Berner, Harnish, and Marcopul took turns conducting a series of physics demonstrations during the first half of the show. Harnish, who kicked things off, said, “This show is not meant to teach you a semester’s worth of physics in two hours. The goal is that when you’re back in your classroom, you’ll be able to understand what happens next because you will have seen it happen here at this show.”
This year’s show posed simple questions such as “What does it mean to see?” and then, using star showers and funhouse-mirror illusions, showed how light travels. The science of focal points was illustrated to dramatic effect using two parabolic mirrors, a heat lamp, and a piece of flash paper. With the heat generated by the lamp on one side of the room, Marcopul, who previously taught physics at Owen J. Roberts High School, and has more 18 years of teaching experience, ignited a piece of paper held more than a yard away using the energy transferred from one mirror’s focal point to the other.
It is visual experiments like this that Scott Taylor, a science teacher from PS Du Pont Middle School, relies on when he and his students return to the classroom. Seventy of his students made the trip from Wilmington, Del., just to see the show.
His eighth-grade gifted science class will soon be covering the topic of electromagnetic waves, and he said that this show was well-timed to help teach these complicated concepts. “I can bring these demonstrations up when I am teaching to help them make a connection about what we do in class. It’s more powerful for them than just looking at a book. It’s great that Penn does this, and both I and my students really enjoy the visual nature of these shows,” said Taylor.
After a brief intermission, the focus shifted from lights and optics toward wave phenomena. Visual and acoustic demonstrations, including a wave machine, a rainbow-producing spherical lens, an analog noise canceling device, and silencing a bell in a vacuum, were used to explain fundamental concepts in physics such as frequency, wave propagation, and interference.
The show ended with demonstrations of a Rubens’ tube. This closed metal tube contains a speaker at one end and has a series of holes running along the top. Propane gas is pumped into the tube and differences in pressure are used to bring the images of the sound waves to life with flame. Higher tones produce more waves, which Harnish demonstrated by changing the pitch of the input sound to form additional undulations along the tube.
Harnish even got some audience members singing along, when he played Adele’s “Hello” and “Rolling in the Deep” through the Rubens’ tube. The music created perfectly shaped sine waves along the tube that pulsated in time with the beat of the song. Harnish commented that Adele’s song “looks” so impressive because she is one of the few artists with long-enough sustained notes that form perfect sine waves.

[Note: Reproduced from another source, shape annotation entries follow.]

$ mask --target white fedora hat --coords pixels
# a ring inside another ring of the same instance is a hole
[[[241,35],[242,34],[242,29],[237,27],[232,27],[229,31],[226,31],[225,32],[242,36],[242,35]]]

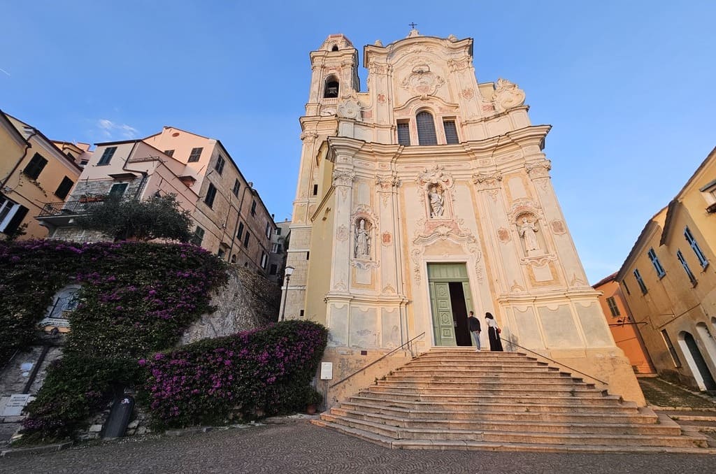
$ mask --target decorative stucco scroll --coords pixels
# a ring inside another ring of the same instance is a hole
[[[493,95],[498,112],[504,112],[525,103],[525,91],[506,79],[498,79]]]
[[[334,170],[333,171],[334,186],[350,186],[353,183],[356,173],[348,170]]]

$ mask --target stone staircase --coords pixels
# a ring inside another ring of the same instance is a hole
[[[716,453],[535,358],[463,348],[433,349],[311,422],[402,449]]]

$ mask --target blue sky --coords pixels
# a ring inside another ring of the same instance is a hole
[[[422,34],[475,40],[481,82],[527,95],[590,283],[716,145],[716,2],[0,0],[0,108],[96,142],[163,125],[220,139],[290,218],[309,52]],[[258,72],[256,72],[258,71]],[[365,90],[365,71],[360,72]]]

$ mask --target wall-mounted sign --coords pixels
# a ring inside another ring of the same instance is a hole
[[[330,380],[333,378],[333,362],[321,362],[321,379]]]

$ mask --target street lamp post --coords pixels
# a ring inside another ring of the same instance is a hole
[[[284,304],[283,307],[281,309],[281,320],[284,321],[286,316],[286,300],[289,297],[289,281],[291,280],[291,276],[294,273],[294,267],[290,265],[286,267],[286,270],[284,271],[284,274],[286,275],[286,284],[284,286]]]

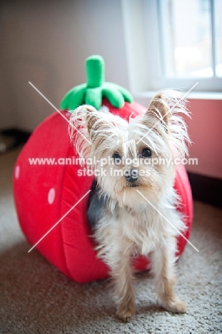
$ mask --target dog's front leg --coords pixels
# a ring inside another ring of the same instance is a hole
[[[186,312],[186,303],[174,293],[176,241],[169,238],[166,244],[157,248],[152,255],[152,271],[156,281],[156,291],[162,305],[171,312]]]
[[[117,316],[123,321],[129,320],[135,313],[135,292],[131,265],[130,248],[121,243],[119,248],[113,250],[109,263],[114,283],[114,297],[117,303]]]

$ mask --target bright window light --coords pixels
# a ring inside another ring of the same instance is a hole
[[[162,74],[222,76],[222,1],[158,0],[157,5]]]

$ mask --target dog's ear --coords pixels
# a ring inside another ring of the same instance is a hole
[[[169,118],[169,106],[163,93],[158,93],[152,99],[146,115],[155,117],[157,121],[160,121],[165,126],[167,126]]]
[[[86,106],[86,127],[90,135],[91,130],[99,130],[101,126],[101,118],[99,112],[91,106]]]

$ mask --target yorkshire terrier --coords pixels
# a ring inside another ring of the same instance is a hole
[[[96,171],[88,218],[98,255],[110,268],[116,314],[125,321],[135,313],[131,263],[138,255],[151,262],[163,307],[186,312],[173,290],[176,237],[186,229],[176,210],[173,159],[187,154],[189,142],[178,113],[188,114],[185,101],[176,91],[162,91],[143,116],[129,121],[87,105],[71,117],[72,142]],[[171,163],[164,163],[169,158]]]

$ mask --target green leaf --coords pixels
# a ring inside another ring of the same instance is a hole
[[[120,108],[124,105],[124,98],[114,85],[106,84],[106,83],[103,87],[103,96],[116,108]]]
[[[99,110],[102,103],[102,90],[101,87],[86,88],[85,96],[86,104],[90,104]]]
[[[66,93],[66,95],[64,96],[64,97],[61,100],[61,101],[60,103],[60,108],[62,110],[70,109],[69,103],[71,102],[72,104],[74,104],[72,101],[73,101],[73,98],[74,98],[74,94],[76,93],[78,93],[79,91],[80,91],[81,89],[86,88],[86,84],[82,84],[81,85],[76,86],[75,87],[70,89]]]

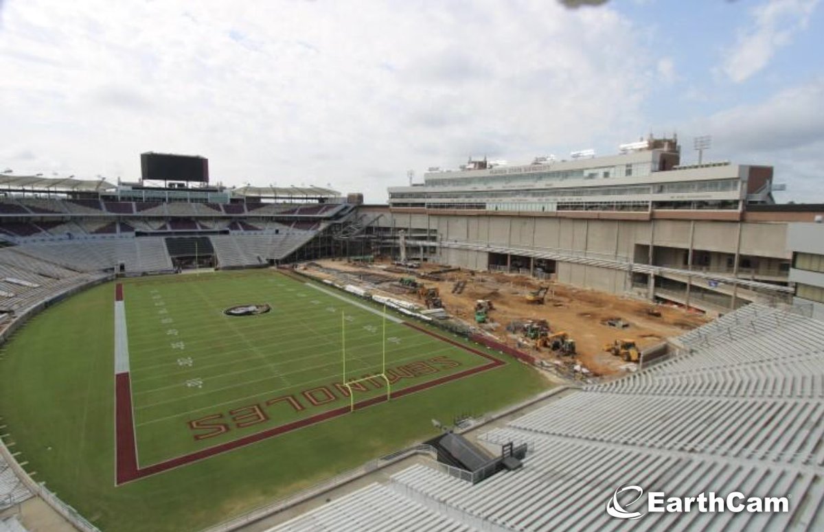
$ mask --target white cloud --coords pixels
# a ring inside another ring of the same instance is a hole
[[[676,80],[675,62],[672,58],[661,58],[657,65],[658,78],[664,83],[670,84]]]
[[[818,0],[769,0],[754,7],[748,27],[739,30],[724,59],[724,73],[737,83],[764,68],[779,48],[807,27],[817,3]]]
[[[824,79],[781,91],[753,105],[738,105],[707,120],[723,146],[756,153],[824,142]]]
[[[788,191],[778,195],[781,201],[824,203],[821,109],[824,78],[785,89],[756,104],[720,111],[693,123],[688,130],[712,135],[714,158],[774,166],[775,182],[788,184]]]
[[[2,22],[0,165],[133,179],[141,152],[196,153],[370,201],[410,168],[634,137],[672,72],[609,5],[543,0],[21,0]]]

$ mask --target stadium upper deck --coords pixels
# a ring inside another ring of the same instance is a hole
[[[774,203],[771,166],[727,161],[681,166],[675,138],[626,146],[620,155],[602,157],[584,151],[569,161],[550,156],[508,166],[484,159],[454,171],[432,168],[423,184],[391,187],[389,203],[436,212],[741,211],[747,203]]]

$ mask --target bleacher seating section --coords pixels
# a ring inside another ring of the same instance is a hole
[[[31,497],[31,492],[0,456],[0,511]]]
[[[170,236],[165,240],[166,250],[171,257],[214,254],[214,248],[208,236]]]
[[[363,530],[371,497],[386,493],[392,516],[436,514],[433,524],[403,521],[409,530],[452,530],[451,520],[483,530],[618,530],[626,523],[605,506],[625,483],[791,502],[787,513],[650,513],[633,530],[824,530],[824,323],[753,304],[677,340],[678,353],[643,371],[480,436],[493,450],[527,443],[517,471],[473,485],[419,464],[368,487],[369,497],[356,492],[271,530]]]
[[[14,516],[0,519],[0,532],[29,532]]]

From his time working as Berner’s assistant, Harnish has been a part of each of the physics shows in the three-year rotation: mechanics, electricity and magnetism, and lights and waves. He admitted that he was nervous about leading the show, in part because he didn’t have 20 years of experience, or a complete “script” in his head like his predecessor. But after the Monday afternoon show Harnish seemed pleased with how things went, even with a few imperfect transitions between demos. He said he prefers it that way.
“It’s not set up to be a magic show,” Harnish said. “It still has parts that are rough around the edges, which is how it should be. That’s what this show is all about; it’s science, not magic.”